Dans cette optique, Noizemongers for Goatserpent est une réussite totale. Si la bile mélangée au pus, au sang caillé et au smegma devenait son, elle serait ENBILULUGUGAL. Suite presque abstraite de bruits distordus et démoniaques, de chaos sursaturé et de hurlements qui n'ont plus rien d'humain, cette cascade diarrhéique déchaînée sur le monde par le respectable si irrespectueux Rusty Axe Records fera l'effet à l'innocent amateur de "vrai" Black Metal s'étant perdu en chemin d'une sodomie à sec par un troupeau entier de mammouths alcooliques.

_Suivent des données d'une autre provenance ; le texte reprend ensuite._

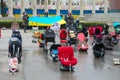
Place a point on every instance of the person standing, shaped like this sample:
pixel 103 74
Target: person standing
pixel 25 22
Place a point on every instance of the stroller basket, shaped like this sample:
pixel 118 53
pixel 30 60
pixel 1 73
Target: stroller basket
pixel 49 36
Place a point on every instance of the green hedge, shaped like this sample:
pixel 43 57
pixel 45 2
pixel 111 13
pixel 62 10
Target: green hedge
pixel 7 24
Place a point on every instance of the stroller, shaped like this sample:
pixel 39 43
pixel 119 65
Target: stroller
pixel 109 45
pixel 63 36
pixel 49 36
pixel 66 58
pixel 71 36
pixel 54 51
pixel 15 45
pixel 117 27
pixel 98 46
pixel 13 65
pixel 114 38
pixel 84 30
pixel 82 42
pixel 15 52
pixel 36 34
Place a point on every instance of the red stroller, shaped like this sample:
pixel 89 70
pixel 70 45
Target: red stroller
pixel 82 42
pixel 66 57
pixel 63 36
pixel 91 31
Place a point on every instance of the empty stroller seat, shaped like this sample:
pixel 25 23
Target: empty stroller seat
pixel 49 36
pixel 66 57
pixel 63 34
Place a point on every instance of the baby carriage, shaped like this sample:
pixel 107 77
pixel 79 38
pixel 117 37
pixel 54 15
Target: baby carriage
pixel 49 36
pixel 13 65
pixel 92 30
pixel 114 38
pixel 82 42
pixel 117 27
pixel 15 54
pixel 66 58
pixel 54 51
pixel 36 34
pixel 15 45
pixel 109 45
pixel 98 48
pixel 71 36
pixel 63 36
pixel 84 30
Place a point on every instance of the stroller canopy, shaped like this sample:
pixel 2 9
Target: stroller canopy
pixel 116 24
pixel 81 37
pixel 49 33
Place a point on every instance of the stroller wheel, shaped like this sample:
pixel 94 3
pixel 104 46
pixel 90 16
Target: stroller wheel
pixel 32 41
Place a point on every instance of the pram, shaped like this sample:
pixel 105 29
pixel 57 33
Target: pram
pixel 66 58
pixel 49 36
pixel 36 34
pixel 109 45
pixel 82 42
pixel 15 54
pixel 114 38
pixel 63 36
pixel 71 36
pixel 98 48
pixel 54 51
pixel 13 65
pixel 92 30
pixel 117 27
pixel 84 30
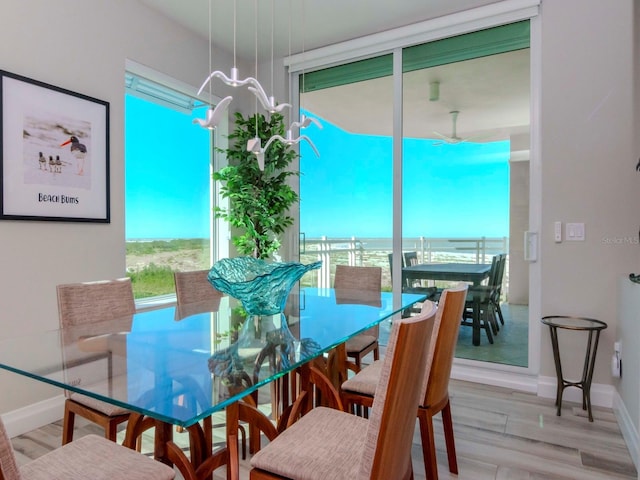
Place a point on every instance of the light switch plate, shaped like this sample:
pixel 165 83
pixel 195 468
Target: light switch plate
pixel 574 232
pixel 557 232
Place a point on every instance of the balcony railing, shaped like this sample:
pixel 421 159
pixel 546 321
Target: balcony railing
pixel 374 251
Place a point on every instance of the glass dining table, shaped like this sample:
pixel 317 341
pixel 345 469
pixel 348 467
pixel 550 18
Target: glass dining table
pixel 179 365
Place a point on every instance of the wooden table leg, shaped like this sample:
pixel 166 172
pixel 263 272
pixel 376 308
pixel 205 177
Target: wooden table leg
pixel 138 423
pixel 337 366
pixel 233 467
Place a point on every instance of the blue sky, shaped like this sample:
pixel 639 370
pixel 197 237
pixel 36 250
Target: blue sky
pixel 449 190
pixel 167 173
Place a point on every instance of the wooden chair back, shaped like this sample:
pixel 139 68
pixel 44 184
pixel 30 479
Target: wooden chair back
pixel 91 302
pixel 450 308
pixel 193 287
pixel 387 450
pixel 363 282
pixel 8 465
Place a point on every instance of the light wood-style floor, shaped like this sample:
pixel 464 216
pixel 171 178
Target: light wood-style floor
pixel 500 434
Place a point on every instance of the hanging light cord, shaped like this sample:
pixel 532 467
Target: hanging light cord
pixel 255 38
pixel 272 29
pixel 210 51
pixel 234 33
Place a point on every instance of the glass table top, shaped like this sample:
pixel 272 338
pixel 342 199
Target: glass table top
pixel 180 364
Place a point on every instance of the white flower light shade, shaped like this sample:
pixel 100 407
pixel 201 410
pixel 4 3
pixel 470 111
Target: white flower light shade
pixel 214 115
pixel 289 140
pixel 268 103
pixel 305 122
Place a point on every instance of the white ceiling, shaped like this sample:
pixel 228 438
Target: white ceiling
pixel 491 93
pixel 314 23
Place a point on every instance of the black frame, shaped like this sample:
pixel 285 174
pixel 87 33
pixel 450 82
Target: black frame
pixel 44 175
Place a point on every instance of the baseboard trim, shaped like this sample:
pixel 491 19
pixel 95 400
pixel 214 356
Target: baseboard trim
pixel 627 427
pixel 601 395
pixel 33 416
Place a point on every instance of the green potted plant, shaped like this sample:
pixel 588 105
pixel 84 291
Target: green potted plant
pixel 259 200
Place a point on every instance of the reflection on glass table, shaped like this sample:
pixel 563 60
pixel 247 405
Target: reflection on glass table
pixel 180 369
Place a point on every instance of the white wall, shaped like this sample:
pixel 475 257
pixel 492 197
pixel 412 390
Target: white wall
pixel 588 165
pixel 79 45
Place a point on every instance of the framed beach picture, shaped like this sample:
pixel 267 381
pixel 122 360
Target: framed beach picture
pixel 54 155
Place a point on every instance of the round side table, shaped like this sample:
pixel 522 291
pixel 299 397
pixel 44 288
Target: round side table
pixel 593 327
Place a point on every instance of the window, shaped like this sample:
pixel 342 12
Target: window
pixel 168 210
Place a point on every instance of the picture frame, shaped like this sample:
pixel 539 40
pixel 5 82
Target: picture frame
pixel 54 153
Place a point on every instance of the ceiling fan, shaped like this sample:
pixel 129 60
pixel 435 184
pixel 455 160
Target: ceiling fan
pixel 454 139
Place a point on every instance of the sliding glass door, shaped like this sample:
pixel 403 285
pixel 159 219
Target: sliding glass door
pixel 465 170
pixel 346 195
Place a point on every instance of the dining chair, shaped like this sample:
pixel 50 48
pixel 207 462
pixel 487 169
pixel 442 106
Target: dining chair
pixel 361 389
pixel 88 457
pixel 497 292
pixel 482 300
pixel 415 286
pixel 360 279
pixel 328 443
pixel 193 290
pixel 83 304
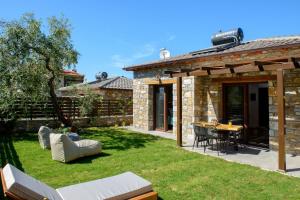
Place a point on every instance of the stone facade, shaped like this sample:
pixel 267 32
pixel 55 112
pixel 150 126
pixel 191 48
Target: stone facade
pixel 202 97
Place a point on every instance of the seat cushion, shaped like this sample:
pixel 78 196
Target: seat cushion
pixel 122 186
pixel 88 147
pixel 27 187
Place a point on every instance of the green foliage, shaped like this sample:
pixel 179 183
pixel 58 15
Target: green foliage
pixel 87 100
pixel 30 58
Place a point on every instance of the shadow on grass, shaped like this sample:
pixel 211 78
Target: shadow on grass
pixel 89 159
pixel 119 139
pixel 8 154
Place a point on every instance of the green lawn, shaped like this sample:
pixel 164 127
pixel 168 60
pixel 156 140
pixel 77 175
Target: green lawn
pixel 174 172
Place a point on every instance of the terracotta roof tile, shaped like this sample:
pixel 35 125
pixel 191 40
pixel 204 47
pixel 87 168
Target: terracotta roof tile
pixel 246 46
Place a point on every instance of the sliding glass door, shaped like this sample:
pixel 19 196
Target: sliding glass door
pixel 159 108
pixel 163 107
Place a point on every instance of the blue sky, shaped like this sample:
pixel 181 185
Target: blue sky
pixel 112 34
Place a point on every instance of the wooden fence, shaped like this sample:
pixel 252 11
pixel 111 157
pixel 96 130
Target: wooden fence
pixel 71 109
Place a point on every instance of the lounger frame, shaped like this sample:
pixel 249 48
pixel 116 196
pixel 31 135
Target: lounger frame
pixel 147 196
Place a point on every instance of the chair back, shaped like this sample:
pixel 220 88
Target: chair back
pixel 200 131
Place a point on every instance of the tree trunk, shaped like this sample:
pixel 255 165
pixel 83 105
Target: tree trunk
pixel 53 97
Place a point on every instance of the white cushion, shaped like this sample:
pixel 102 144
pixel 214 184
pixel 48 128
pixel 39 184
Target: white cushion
pixel 27 187
pixel 122 186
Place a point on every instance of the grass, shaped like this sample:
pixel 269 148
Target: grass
pixel 174 172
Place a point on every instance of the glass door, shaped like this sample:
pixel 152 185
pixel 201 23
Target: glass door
pixel 234 103
pixel 163 107
pixel 159 107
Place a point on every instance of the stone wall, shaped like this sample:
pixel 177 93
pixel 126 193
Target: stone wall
pixel 202 97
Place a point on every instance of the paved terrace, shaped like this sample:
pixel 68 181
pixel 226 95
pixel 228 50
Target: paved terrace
pixel 262 158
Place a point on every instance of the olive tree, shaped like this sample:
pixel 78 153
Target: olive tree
pixel 32 58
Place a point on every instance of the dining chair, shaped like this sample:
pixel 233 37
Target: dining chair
pixel 201 135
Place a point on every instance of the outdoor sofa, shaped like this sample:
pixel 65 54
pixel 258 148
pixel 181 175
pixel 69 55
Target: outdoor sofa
pixel 19 186
pixel 63 149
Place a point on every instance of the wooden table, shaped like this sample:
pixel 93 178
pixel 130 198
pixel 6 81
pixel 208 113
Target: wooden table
pixel 220 127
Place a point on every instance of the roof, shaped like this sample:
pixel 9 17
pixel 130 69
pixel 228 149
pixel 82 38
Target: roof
pixel 119 82
pixel 258 44
pixel 72 73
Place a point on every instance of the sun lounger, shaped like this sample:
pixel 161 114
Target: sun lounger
pixel 19 186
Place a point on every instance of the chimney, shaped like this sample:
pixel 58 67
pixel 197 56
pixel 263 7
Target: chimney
pixel 164 54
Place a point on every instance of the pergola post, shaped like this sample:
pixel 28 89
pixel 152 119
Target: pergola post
pixel 179 111
pixel 281 120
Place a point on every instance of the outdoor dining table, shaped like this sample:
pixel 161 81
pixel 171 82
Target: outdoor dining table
pixel 221 128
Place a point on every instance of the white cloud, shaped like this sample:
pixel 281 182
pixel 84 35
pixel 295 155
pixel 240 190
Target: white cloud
pixel 122 61
pixel 171 37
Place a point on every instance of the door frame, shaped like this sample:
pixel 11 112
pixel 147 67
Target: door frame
pixel 155 88
pixel 245 103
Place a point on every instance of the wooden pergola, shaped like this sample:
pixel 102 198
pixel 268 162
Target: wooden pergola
pixel 276 65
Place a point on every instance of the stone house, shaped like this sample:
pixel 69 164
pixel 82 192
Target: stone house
pixel 109 88
pixel 256 82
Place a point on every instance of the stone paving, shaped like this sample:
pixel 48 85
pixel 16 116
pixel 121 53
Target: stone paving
pixel 263 158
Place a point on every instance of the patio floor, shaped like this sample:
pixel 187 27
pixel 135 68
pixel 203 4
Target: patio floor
pixel 263 158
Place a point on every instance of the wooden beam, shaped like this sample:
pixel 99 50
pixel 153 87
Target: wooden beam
pixel 160 81
pixel 281 120
pixel 295 61
pixel 179 111
pixel 245 79
pixel 240 69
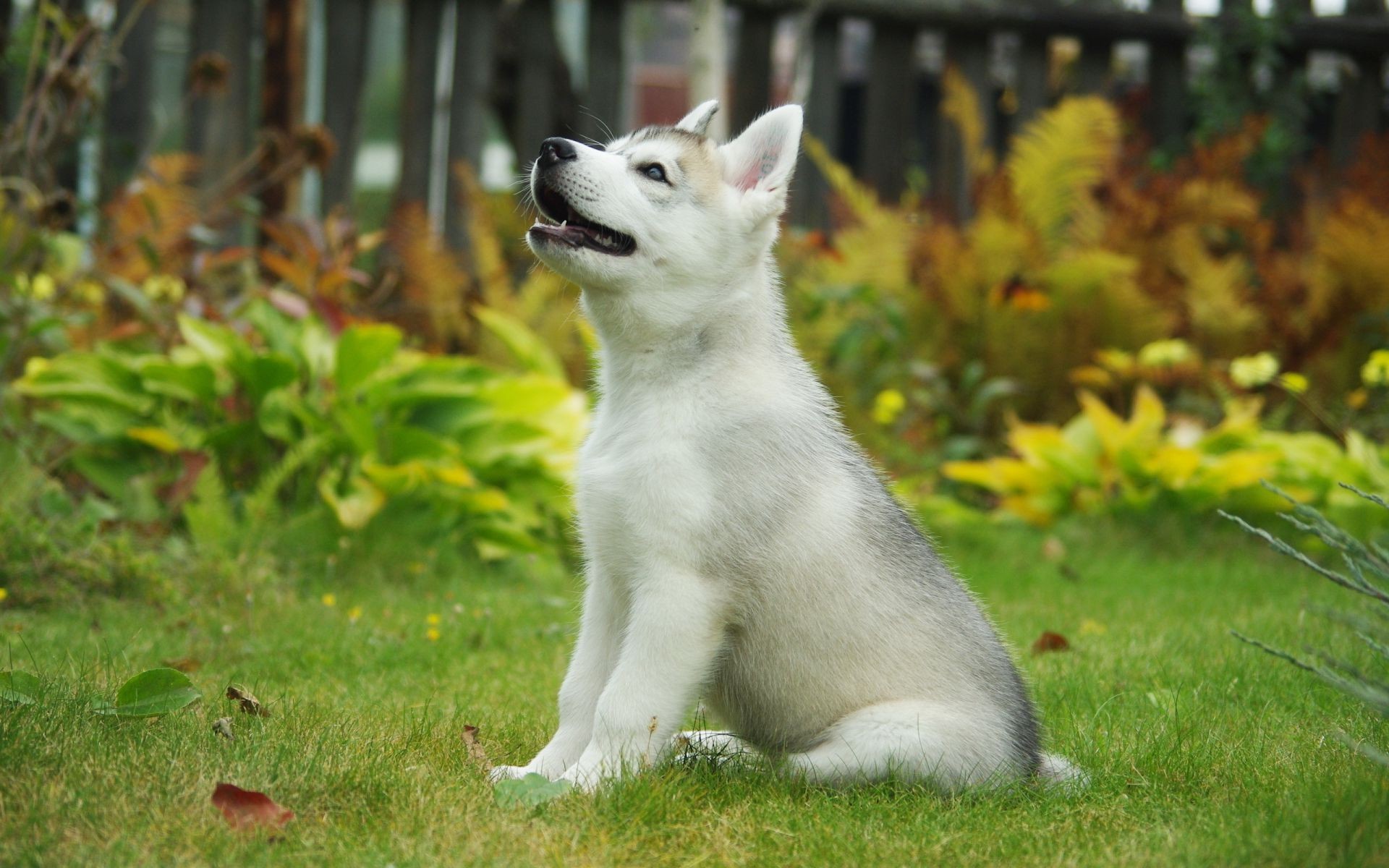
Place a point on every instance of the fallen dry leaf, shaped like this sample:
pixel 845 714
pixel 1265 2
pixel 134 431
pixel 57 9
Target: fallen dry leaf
pixel 470 741
pixel 1050 642
pixel 247 700
pixel 247 809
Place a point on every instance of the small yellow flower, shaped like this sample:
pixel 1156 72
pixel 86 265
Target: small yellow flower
pixel 1295 383
pixel 888 406
pixel 1375 371
pixel 1253 371
pixel 1165 353
pixel 41 286
pixel 163 288
pixel 89 292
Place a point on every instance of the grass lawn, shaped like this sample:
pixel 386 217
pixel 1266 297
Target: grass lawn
pixel 1203 752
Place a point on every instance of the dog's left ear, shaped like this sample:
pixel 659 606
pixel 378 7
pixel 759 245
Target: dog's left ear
pixel 697 120
pixel 762 160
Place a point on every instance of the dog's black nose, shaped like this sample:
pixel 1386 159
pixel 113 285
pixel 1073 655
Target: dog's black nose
pixel 555 150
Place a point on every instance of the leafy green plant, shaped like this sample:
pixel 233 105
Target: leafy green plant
pixel 273 424
pixel 152 694
pixel 1366 574
pixel 1102 461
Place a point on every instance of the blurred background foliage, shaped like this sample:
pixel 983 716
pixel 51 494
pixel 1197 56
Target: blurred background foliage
pixel 1114 328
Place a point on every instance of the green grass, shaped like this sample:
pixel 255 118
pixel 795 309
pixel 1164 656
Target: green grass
pixel 1203 752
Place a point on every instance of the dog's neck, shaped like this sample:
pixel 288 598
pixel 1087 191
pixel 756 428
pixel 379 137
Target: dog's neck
pixel 663 338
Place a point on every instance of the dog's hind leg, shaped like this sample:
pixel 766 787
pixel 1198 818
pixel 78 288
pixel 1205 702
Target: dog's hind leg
pixel 946 746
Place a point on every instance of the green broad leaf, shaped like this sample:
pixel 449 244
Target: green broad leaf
pixel 213 342
pixel 362 352
pixel 152 694
pixel 524 345
pixel 264 373
pixel 531 792
pixel 18 688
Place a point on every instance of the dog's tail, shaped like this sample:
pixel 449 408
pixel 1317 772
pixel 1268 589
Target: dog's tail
pixel 1056 771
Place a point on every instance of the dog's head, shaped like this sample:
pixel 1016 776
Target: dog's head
pixel 664 206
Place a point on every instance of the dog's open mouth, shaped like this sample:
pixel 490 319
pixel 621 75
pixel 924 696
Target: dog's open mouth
pixel 575 229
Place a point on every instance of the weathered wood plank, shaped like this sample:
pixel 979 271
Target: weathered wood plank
pixel 472 66
pixel 347 24
pixel 424 20
pixel 889 110
pixel 753 67
pixel 605 114
pixel 131 95
pixel 810 193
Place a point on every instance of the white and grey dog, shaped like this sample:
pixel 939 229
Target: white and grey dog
pixel 739 546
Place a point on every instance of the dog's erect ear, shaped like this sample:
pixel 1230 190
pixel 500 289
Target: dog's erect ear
pixel 697 120
pixel 764 156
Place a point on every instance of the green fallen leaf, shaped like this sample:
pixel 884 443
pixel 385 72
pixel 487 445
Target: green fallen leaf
pixel 18 688
pixel 152 694
pixel 530 792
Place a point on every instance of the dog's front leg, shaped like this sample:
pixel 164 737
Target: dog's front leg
pixel 674 631
pixel 595 655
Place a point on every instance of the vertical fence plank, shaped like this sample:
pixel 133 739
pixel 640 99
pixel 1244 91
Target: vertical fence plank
pixel 753 64
pixel 888 122
pixel 1360 101
pixel 470 104
pixel 127 124
pixel 1167 82
pixel 220 122
pixel 282 88
pixel 537 78
pixel 345 74
pixel 1032 78
pixel 424 20
pixel 605 114
pixel 810 193
pixel 969 53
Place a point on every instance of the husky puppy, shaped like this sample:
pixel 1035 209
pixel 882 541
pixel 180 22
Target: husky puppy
pixel 741 549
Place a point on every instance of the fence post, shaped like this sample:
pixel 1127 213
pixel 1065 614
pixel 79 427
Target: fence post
pixel 810 192
pixel 753 84
pixel 1167 82
pixel 1032 85
pixel 424 20
pixel 538 57
pixel 345 69
pixel 889 106
pixel 608 71
pixel 969 53
pixel 127 124
pixel 469 106
pixel 282 88
pixel 1360 99
pixel 220 122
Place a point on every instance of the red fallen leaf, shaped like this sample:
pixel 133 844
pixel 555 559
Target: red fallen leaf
pixel 1050 642
pixel 246 809
pixel 470 741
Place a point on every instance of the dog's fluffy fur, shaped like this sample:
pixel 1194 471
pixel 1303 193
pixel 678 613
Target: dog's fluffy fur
pixel 739 546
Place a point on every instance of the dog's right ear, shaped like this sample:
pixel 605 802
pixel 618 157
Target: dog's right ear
pixel 760 161
pixel 697 120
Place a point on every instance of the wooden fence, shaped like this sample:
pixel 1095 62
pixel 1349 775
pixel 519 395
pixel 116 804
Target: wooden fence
pixel 506 60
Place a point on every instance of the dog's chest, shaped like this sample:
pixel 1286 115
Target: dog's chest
pixel 643 482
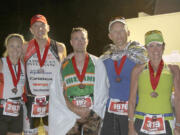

Rien, non, rien de ce qui se passe sur cette abomination ne saurait faire songer à ce que l'homme moderne référence comme étant de la "musique", mais se rapproche peut-être davantage de ce que des hommes de Néanderthal réaliseraient si l'on tentait très vaguement de leur inculquer l'Art noir et le satanisme le plus instinctif et primitif avant de leur balancer une guitare à moitié détruite, un ampli noyé sous des litres de mauvaise bière, un kit de batterie dont toutes les caisses et les cymbales seraient trouées ou fendues et un microphone de webcam à la tronche pour finalement tourner les talons et prendre ses jambes à son cou. Noir et pourri comme une gangrène au stade final, vulgaire et interloquant comme l'anus doué de parole d'un cacodémon, rendant le terme de dépravation obsolète tant il est tout ici, ce blasphème suprême est tout cela et l'exhibe fièrement. De la première seconde à la dernière, Izedis et ses écoeurants compagnons nous font bouffer du guano sous une pleine lune ornée d'entrailles comme un sapin de Noël de guirlandes. Pendant quarante minutes, nous sommes dévorés vivants par des sauvages durant un rituel grotesque comme seule l'imagination fiévreuse d'un inquisiteur espagnol mentalement dérangé pourrait en concevoir à la pensée des peuplades païennes des régions les plus reculées du monde.

Mais quel intérêt, alors, me demanderez-vous ? Hé bien, vous souvenez-vous du désir de certains de retrouver certaines racines interdites et abjectes du sous-genre de Metal qui nous occupe ? Cette laideur caractéristique des premiers balbutiements d'un MAYHEM, d'un BEHERIT ou d'un IMPALED NAZARENE dans leurs caves exigües, des démos les plus souterraines de l'ancestrale scène extrême brésilienne, les aspects les moins accrocheurs et les plus repoussants d'un HELLHAMMER, d'un BATHORY ou d'un VENOM ? Celles-là même qui font graviter certains maniaques comme des mouches autour des infectes offrandes d'un ZARACH'BAAL'THARAGH, d'un KRATORNAS ou d'un DEATHCHURCH ? Ces racines-là se trouvent ici à la fois magnifiées et dégradées au dernier degré, broyées avec quelques vieilles tapes de MERZBOW et transformées en une soupe répugnante qu'on aurait appliquée grossièrement sur format disque compact.
A éviter pour toute personne saine d'esprit.